What are the differences between strtok and strsep in C

mizuki picture mizuki · Aug 28, 2011 · Viewed 26.7k times · Source

Could someone explain me what differences there are between strtok() and strsep()? What are the advantages and disadvantages of them? And why would I pick one over the other one.

Answer

Jonathan Leffler picture Jonathan Leffler · Aug 28, 2011

One major difference between strtok() and strsep() is that strtok() is standardized (by the C standard, and hence also by POSIX) but strsep() is not standardized (by C or POSIX; it is available in the GNU C Library, and originated on BSD). Thus, portable code is more likely to use strtok() than strsep().

Another difference is that calls to the strsep() function on different strings can be interleaved, whereas you cannot do that with strtok() (though you can with strtok_r()). So, using strsep() in a library doesn't break other code accidentally, whereas using strtok() in a library function must be documented because other code using strtok() at the same time cannot call the library function.

The manual page for strsep() at kernel.org says:

The strsep() function was introduced as a replacement for strtok(3), since the latter cannot handle empty fields.

Thus, the other major difference is the one highlighted by George Gaál in his answer; strtok() permits multiple delimiters between a single token, whereas strsep() expects a single delimiter between tokens, and interprets adjacent delimiters as an empty token.
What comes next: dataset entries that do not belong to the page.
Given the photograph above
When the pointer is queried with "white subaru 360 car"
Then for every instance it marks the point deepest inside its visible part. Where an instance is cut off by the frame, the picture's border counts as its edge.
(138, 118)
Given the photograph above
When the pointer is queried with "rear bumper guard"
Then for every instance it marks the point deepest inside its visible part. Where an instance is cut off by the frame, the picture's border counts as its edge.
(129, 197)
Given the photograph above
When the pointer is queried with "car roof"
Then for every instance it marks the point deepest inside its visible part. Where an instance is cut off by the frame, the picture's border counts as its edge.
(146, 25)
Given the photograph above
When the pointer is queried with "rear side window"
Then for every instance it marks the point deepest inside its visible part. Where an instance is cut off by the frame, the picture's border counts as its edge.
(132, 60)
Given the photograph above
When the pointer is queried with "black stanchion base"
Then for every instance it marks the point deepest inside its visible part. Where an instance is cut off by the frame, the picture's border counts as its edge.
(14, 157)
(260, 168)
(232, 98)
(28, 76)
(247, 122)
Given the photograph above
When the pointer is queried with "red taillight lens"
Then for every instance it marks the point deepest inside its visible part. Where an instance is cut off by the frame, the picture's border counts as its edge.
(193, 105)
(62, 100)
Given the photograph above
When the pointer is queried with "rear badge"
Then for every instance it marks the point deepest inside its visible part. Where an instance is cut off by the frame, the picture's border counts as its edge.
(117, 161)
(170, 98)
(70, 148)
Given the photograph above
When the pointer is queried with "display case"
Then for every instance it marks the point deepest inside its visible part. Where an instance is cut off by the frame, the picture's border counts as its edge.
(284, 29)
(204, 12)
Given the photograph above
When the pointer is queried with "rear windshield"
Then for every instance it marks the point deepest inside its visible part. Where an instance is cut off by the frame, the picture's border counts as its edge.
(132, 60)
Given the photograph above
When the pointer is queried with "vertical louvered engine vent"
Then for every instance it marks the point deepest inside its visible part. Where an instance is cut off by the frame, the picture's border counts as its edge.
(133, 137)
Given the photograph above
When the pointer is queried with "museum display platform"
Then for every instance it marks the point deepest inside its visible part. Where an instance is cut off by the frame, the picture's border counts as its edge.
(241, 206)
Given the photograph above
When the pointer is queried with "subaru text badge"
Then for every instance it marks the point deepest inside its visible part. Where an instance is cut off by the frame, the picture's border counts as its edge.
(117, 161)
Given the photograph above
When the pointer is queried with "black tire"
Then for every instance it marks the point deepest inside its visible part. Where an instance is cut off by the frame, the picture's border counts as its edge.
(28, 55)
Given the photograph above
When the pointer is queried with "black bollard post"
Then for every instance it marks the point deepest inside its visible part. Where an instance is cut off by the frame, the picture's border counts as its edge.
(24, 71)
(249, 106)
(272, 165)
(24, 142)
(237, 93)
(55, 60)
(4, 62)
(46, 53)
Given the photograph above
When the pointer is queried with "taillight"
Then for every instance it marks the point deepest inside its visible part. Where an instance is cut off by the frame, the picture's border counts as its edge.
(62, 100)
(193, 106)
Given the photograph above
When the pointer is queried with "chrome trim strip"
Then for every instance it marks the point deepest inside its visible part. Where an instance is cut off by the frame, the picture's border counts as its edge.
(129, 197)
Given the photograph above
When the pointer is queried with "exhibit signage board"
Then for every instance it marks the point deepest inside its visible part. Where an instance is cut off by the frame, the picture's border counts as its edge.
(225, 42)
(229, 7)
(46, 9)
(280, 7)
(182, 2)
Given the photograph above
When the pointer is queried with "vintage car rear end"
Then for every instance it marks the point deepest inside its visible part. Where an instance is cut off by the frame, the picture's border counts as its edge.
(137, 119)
Both strsep() and strtok() modify their input strings and neither lets you identify which delimiter character marked the end of the token (because both write a NUL '\0' over the separator after the end of the token).

When to use them?

  • You would use strsep() when you want empty tokens rather than allowing multiple delimiters between tokens, and when you don't mind about portability.
  • You would use strtok_r() when you want to allow multiple delimiters between tokens and you don't want empty tokens (and POSIX is sufficiently portable for you).
  • You would only use strtok() when someone threatens your life if you don't do so. And you'd only use it for long enough to get you out of the life-threatening situation; you would then abandon all use of it once more. It is poisonous; do not use it. It would be better to write your own strtok_r() or strsep() than to use strtok().

Why is strtok() poisonous?

The strtok() function is poisonous if used in a library function. If your library function uses strtok(), it must be documented clearly.

That's because:

  1. If any calling function is using strtok() and calls your function that also uses strtok(), you break the calling function.
  2. If your function calls any function that calls strtok(), that will break your function's use of strtok().
  3. If your program is multithreaded, at most one thread can be using strtok() at any given time — across a sequence of strtok() calls.

The root of this problem is the saved state between calls that allows strtok() to continue where it left off. There is no sensible way to fix the problem other than "do not use strtok()".

  • You can use strsep() if it is available.
  • You can use POSIX's strtok_r() if it is available.
  • You can use Microsoft's strtok_s() if it is available.
  • Nominally, you could use the ISO/IEC 9899:2011 Annex K.3.7.3.1 function strtok_s(), but its interface is different from both strtok_r() and Microsoft's strtok_s().

BSD strsep():

char *strsep(char **stringp, const char *delim);

POSIX strtok_r():

char *strtok_r(char *restrict s, const char *restrict sep, char **restrict state);

Microsoft strtok_s():

char *strtok_s(char *strToken, const char *strDelimit, char **context);

Annex K strtok_s():

char *strtok_s(char * restrict s1, rsize_t * restrict s1max,
               const char * restrict s2, char ** restrict ptr);

Note that this has 4 arguments, not 3 as in the other two variants on strtok().